Based on using 24 Mpixels (M10), the images start to get visibly softer starting between  f/8-11 (75mm APO-Summicron). That's with practical viewing, not "theory." (which may be even more limiting).

CoC and diffraction limit can get you coming and going. ;) Stop down to get the smallest CoC - and you get diffraction blur anyway.

There is also the "quantization" effect of digital imaging.

Even if one assumes a CoC smaller than a pixel (which one would think has to be as sharp as one can image), if that small blur circle falls on the junction of two pixels, it will end up be recorded on both (at 50% "influence" ± ) and thus may appear as a subtle blur. But like "motion blur," it rather depends on just how much a blur is split across two pixels - may be 50/50, may be 95/5.

Related to that, of course, is the slight blurring effect of de-mosaicing a color image - swapping luminance data back and forth between neighboring pixels to produce a "yellow" 1-pixel-wide detail in the final picture, from only RGB pixels on the sensor.
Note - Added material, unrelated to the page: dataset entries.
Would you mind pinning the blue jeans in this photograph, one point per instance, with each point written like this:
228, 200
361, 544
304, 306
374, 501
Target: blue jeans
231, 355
You probably need to estimate "blur" will be 1.4x more on a color camera than on a Monochrom, all other calculations being equal.

This site (if you scroll down below the APS-vs-FF DoF argument - been there, done that!) makes some estimates of the MTF between neighboring pixels at various blur sizes (CoC) between 0.5 pixel and 2.3 pixels - animated to show the effect of where the detail falls on the pixel array.


Short version = a COC of 1.5 pixel widths should still produce MTF 50% even in the worst case (bridging two pixels 50/50) - and better if the split is more uneven. So it is playing the odds.

Whereas even a slight increase from that (CoC = 2 pixel widths) drops the BEST case MTF to 40%, and it goes rapidly downhill from there.

So SrMi's suggestion is on-target. You can probably count on a CoC of less than 5.64 microns imaging as a sharp point - most of the time - on a 60 Mp Monochrom sensor.

Add margins of error on top of that for diffraction and de-bayerizing and print magnification and viewing distance.